What the Conditions Are

The gains are real at the task level. A 2026 peer-reviewed study in Management Science — field experiments at Microsoft, Accenture, and a Fortune 100 company with 4,867 developers — found a 26% increase in completed tasks. Less experienced developers gained more. This is gold-standard evidence: randomized controlled trials, peer-reviewed, replicated across three firms.

But task-level gains don't aggregate to organizational gains by default. They aggregate under specific conditions.

DORA published an AI capabilities model in April 2026 identifying seven capabilities that determine whether AI tools amplify or destabilize an engineering organization: clear AI policy, healthy data ecosystems, AI-accessible internal data, strong version control, small batches, user-centric focus, and a quality internal platform. Organizations with these capabilities see AI as an accelerant. Organizations without them see instability and compounding tech debt.

McKinsey arrived at the same finding from a different direction: companies in the top quintile for AI productivity were 2.8 times more likely to have redesigned workflows before deploying AI tools. Not after. The redesign is the precondition, not the follow-up.

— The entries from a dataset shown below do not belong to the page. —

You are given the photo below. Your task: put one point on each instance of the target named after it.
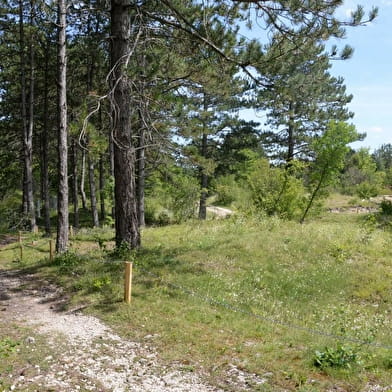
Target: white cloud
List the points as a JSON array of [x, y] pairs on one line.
[[349, 12], [376, 130]]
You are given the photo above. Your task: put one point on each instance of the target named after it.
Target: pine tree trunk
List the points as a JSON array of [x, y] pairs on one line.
[[203, 181], [62, 207], [83, 180], [127, 227], [93, 193], [75, 183], [23, 110], [111, 160], [45, 151], [102, 189], [141, 178], [28, 148]]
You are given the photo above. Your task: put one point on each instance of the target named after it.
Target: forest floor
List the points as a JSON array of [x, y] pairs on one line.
[[69, 351], [83, 354]]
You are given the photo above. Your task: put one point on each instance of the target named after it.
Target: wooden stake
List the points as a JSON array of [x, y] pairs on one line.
[[51, 250], [20, 246], [128, 282]]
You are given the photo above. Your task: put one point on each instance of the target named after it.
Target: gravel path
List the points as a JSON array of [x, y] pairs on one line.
[[92, 356]]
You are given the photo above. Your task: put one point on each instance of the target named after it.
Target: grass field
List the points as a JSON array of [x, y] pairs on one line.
[[308, 307]]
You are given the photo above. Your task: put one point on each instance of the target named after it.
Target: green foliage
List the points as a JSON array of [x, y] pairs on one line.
[[227, 190], [386, 207], [360, 175], [275, 191], [11, 217], [7, 347], [173, 200], [340, 356], [68, 261], [366, 190]]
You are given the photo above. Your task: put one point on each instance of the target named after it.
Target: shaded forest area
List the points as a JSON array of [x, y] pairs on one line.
[[128, 112]]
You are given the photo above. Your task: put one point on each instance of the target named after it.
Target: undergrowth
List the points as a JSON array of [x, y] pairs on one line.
[[308, 305]]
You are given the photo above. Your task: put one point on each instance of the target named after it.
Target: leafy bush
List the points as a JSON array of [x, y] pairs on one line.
[[386, 207], [11, 217], [339, 357], [7, 346], [276, 192], [366, 190], [68, 261], [172, 202]]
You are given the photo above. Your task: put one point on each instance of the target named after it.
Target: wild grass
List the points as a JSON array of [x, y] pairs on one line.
[[269, 296]]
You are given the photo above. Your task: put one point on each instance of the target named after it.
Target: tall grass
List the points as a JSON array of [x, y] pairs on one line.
[[266, 295]]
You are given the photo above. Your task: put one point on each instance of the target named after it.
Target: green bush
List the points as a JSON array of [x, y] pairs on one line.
[[68, 261], [11, 217], [366, 190], [7, 346], [276, 192], [339, 357], [386, 207]]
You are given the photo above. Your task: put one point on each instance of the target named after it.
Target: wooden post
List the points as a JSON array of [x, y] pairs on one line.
[[128, 282], [51, 250], [20, 246]]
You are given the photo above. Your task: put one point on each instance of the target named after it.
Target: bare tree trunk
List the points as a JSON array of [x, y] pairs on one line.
[[93, 193], [290, 136], [83, 180], [23, 110], [203, 182], [127, 227], [75, 183], [111, 168], [141, 177], [102, 188], [28, 147], [62, 208], [45, 152], [203, 175]]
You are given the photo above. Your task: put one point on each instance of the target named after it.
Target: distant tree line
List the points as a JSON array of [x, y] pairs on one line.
[[127, 112]]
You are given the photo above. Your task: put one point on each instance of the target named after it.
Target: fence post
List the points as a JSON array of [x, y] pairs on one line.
[[128, 282], [20, 246], [51, 250]]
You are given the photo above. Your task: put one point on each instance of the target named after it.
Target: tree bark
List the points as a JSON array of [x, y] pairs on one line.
[[83, 180], [28, 148], [141, 177], [203, 181], [102, 188], [127, 227], [62, 206], [45, 151], [203, 175], [93, 193], [75, 183]]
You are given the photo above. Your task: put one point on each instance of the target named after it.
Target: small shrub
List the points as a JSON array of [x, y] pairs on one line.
[[68, 261], [386, 207], [102, 283], [339, 357], [121, 252], [7, 346]]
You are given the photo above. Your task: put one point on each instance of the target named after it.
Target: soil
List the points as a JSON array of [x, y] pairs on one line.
[[85, 354]]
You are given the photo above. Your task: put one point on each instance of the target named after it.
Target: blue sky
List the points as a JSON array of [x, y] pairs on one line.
[[368, 74]]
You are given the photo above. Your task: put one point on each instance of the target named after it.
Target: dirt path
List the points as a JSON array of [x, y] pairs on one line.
[[91, 357]]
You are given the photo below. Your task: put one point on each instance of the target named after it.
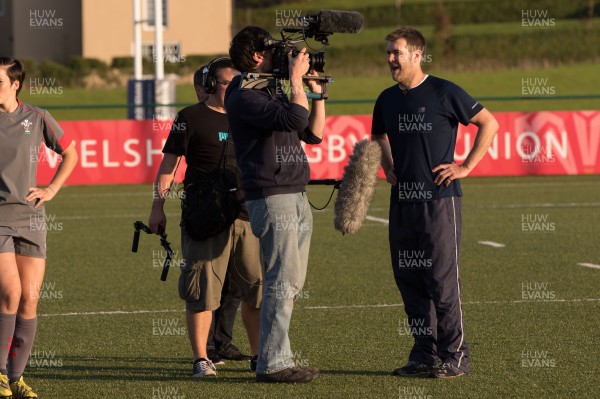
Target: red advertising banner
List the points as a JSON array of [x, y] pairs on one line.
[[527, 143]]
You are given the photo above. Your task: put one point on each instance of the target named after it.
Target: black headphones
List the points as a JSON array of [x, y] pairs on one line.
[[208, 79]]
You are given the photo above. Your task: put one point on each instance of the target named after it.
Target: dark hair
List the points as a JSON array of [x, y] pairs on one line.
[[414, 39], [245, 43], [15, 71], [216, 66], [198, 76]]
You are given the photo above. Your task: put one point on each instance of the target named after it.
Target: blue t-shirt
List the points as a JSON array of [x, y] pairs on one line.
[[421, 124]]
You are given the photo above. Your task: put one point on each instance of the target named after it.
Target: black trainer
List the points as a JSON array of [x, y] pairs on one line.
[[231, 352], [253, 363], [414, 369], [447, 370], [290, 375], [213, 356]]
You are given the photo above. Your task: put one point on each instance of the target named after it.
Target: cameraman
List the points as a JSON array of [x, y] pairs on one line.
[[220, 334], [200, 134], [266, 125]]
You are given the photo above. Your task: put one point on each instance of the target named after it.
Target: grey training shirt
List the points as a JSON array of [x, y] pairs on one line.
[[21, 134]]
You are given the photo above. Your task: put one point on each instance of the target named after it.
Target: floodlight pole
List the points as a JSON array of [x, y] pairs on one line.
[[160, 85], [137, 40], [159, 69]]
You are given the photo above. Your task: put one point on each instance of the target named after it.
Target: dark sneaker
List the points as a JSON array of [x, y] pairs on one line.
[[413, 369], [447, 370], [231, 352], [290, 375], [213, 356], [204, 368]]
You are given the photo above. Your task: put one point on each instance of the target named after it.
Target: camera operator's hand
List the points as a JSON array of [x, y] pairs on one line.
[[298, 66], [157, 218], [315, 86], [40, 195]]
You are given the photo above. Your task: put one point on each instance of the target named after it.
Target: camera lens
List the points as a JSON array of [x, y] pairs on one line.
[[317, 61]]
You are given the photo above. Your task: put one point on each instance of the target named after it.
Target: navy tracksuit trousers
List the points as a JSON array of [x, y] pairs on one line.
[[425, 248]]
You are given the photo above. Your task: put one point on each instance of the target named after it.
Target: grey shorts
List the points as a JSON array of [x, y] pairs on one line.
[[23, 241], [207, 262]]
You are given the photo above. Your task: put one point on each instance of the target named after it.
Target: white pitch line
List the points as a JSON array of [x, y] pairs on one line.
[[589, 265], [110, 312], [540, 205], [384, 305], [108, 216], [492, 244], [376, 219]]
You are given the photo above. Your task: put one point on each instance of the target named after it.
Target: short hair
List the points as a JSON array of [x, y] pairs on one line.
[[15, 70], [216, 66], [198, 76], [414, 39], [244, 44]]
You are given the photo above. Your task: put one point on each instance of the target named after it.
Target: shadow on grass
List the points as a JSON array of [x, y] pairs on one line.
[[114, 368]]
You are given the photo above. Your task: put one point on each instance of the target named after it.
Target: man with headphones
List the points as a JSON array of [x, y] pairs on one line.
[[219, 344], [201, 133]]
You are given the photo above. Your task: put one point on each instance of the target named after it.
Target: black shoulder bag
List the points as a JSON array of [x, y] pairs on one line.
[[210, 205]]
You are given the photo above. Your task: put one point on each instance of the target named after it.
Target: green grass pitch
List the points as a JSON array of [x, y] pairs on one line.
[[108, 327]]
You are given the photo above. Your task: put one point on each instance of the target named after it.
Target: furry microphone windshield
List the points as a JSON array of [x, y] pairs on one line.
[[358, 187]]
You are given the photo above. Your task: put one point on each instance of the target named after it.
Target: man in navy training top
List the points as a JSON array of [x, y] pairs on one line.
[[420, 116]]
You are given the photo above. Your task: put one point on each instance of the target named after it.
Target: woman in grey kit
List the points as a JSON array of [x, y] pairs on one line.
[[22, 221]]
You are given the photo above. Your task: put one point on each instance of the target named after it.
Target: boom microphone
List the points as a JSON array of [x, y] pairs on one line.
[[334, 21], [358, 187]]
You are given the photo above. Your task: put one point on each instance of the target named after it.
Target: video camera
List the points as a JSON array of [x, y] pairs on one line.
[[313, 26], [316, 26]]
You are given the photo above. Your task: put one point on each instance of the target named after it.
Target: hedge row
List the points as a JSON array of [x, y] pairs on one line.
[[460, 12], [76, 69], [528, 48]]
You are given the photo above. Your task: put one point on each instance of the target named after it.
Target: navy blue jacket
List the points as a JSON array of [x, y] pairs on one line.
[[266, 130]]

The pattern holds in the specific cases. Stripe runs 1,300 AI-assisted PRs per week on CI infrastructure and task decomposition pipelines that were built for humans. Intercom's Apex agent delivers because they invested in domain-specific post-training. The tools amplify what was already there.

The Honest Numbers

How many organizations have actually met the conditions?

5.5%

of companies achieve
measurable ROI

McKinsey 2026

of leaders trust their
measurement frameworks

Harness 2026

Two independent surveys, different constructs, nearly identical answers. One measures outcomes. The other measures the ability to measure outcomes. The convergence is the point: almost nobody is achieving real returns, and almost nobody can tell whether they are.

Meanwhile, 89% of engineering leaders report improved productivity (Harness). 92.6% use AI tools weekly (DX). 95% of Pragmatic Engineer respondents use AI weekly. Adoption is universal. Measurement is nearly nonexistent. The gap between those two facts is where the plateau lives.

METR's survey adds the individual dimension: developers report feeling 3x faster but deliver only 1.4–2x more value. Their earlier experimental work found a 40-percentage-point gap between perceived and actual productivity impact. The perception gap isn't just organizational — it's cognitive. People genuinely can't tell whether the tools help as much as they feel like they do.

The Macro Question

Erik Brynjolfsson at the Stanford Digital Economy Lab says AI is entering a “harvest phase.” U.S. productivity jumped 2.7% in 2025, nearly double the 1.4% decade average. GDP grew 3.7% in Q4 with only 181,000 jobs added. He sees the J-curve inflecting.

Torsten Slok, Apollo's Chief Economist: “AI is everywhere except in the incoming macroeconomic data.”

They're both working from the same numbers. The disagreement is about lags — whether 2025 was the start of structural uplift or a statistical blip. DORA's ROI model projects 39% first-year returns for a 500-person organization that meets all seven conditions. The critique is sharp: self-reported data, attribution confusion between AI and the organizational capabilities that make AI work, no net present value calculations. The model tells you what's possible under conditions almost nobody has created.

The positive case for AI-assisted development is real, and it is conditional. The conditions are specific: verification infrastructure that scales with generation volume. Measurement frameworks that capture outcomes, not adoption metrics. Workflow redesign that precedes tool deployment. Organizations that meet them — McKinsey's top quintile, Stripe, a handful of others — see genuine, measurable gains.

5.5% is not a temporary number waiting for adoption to catch up. It reflects the structural difficulty of meeting the conditions themselves. AI coding tools work. That was never the question. The question is whether organizations can rebuild around verification, measurement, and workflow design at the pace the tools demand. A year into universal adoption, the plateau holds.